African American Student Celebrates Graduation
African American Student Celebrates Graduation iStock / Getty Images

When it comes to the stock of students competitive for the tiny number of spots at elite universities, the data is clear: Blacks have a disproportionately lower number of academically elite students.

Of course, there's no genetic or cultural reason for the lack of elite black students. They are simply trapped in an education system that is failing them, led by administrators who are more concerned about perceived oppression than instilling academic excellence. But that doesn't change the facts. Take Stuyvesant High School in Manhattan, the most selective of the selective of New York's public schools. The New York Times recently reported that of the 762 new students admitted to the school, only seven are black. If elite colleges look to these schools for their next crop of geniuses, how diverse can their student body be? And for those who believe white supremacy is to blame for the low number of black students, 489 of the new Stuyvesant students are Asian.
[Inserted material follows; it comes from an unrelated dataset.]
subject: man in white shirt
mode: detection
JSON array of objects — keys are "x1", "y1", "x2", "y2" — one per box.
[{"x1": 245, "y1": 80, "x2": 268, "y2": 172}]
What this means is that affirmative action, at least as it is practiced today, is about lowering the standards specifically for black students. That is actual racism at play.

It uses race as a proxy for struggle, as Justice Clarence Thomas pointed out in his concurrence, where he wrote that universities can no longer "use the applicant's skin color as a heuristic, assuming that because the applicant checks the box for 'black' he therefore conforms to the university's monolithic and reductionist view of an abstract, average black person."

And that's the biggest problem with affirmative action: It's counter to its goal of equality. While the intentions behind it are good, it promotes a different set of standards based on race. This amounts to both a policy failure and a moral one. After decades of open discrimination, the federal government planted a flag marking the end of discrimination, then proceeded to allow discrimination.

The decision on affirmative action is not nearly as ground-breaking as many believe, for the simple fact that affirmative action was never as beneficial to blacks, especially poor blacks, as its supporters think it was, so little will change. Private universities will continue to adjust their admissions requirements to achieve their desired levels of diversity, while college-bound black high school graduates will continue to be admitted to public universities at roughly the same rate.

So what would promote real equality?

It would be more beneficial to black students if we focused on the quality of K-12 education, promoting enrollment in community colleges, minimizing the overemphasis on elite universities, and de-stigmatizing the trades, instead of trying to encourage every student to go to a four-year college.

All of these would promote real equality. But affirmative action in college admissions always had the implication that the government's use of racial preference is the only chance young black Americans have for future success. Nothing could be further from real equality.

Charles Love is the executive director of Seeking Educational Excellence, co-host of The Cut the Bull Podcast, and the author of "Race Crazy: BLM, 1619, and the Progressive Racism Movement."

The views expressed in this article are the writer's own.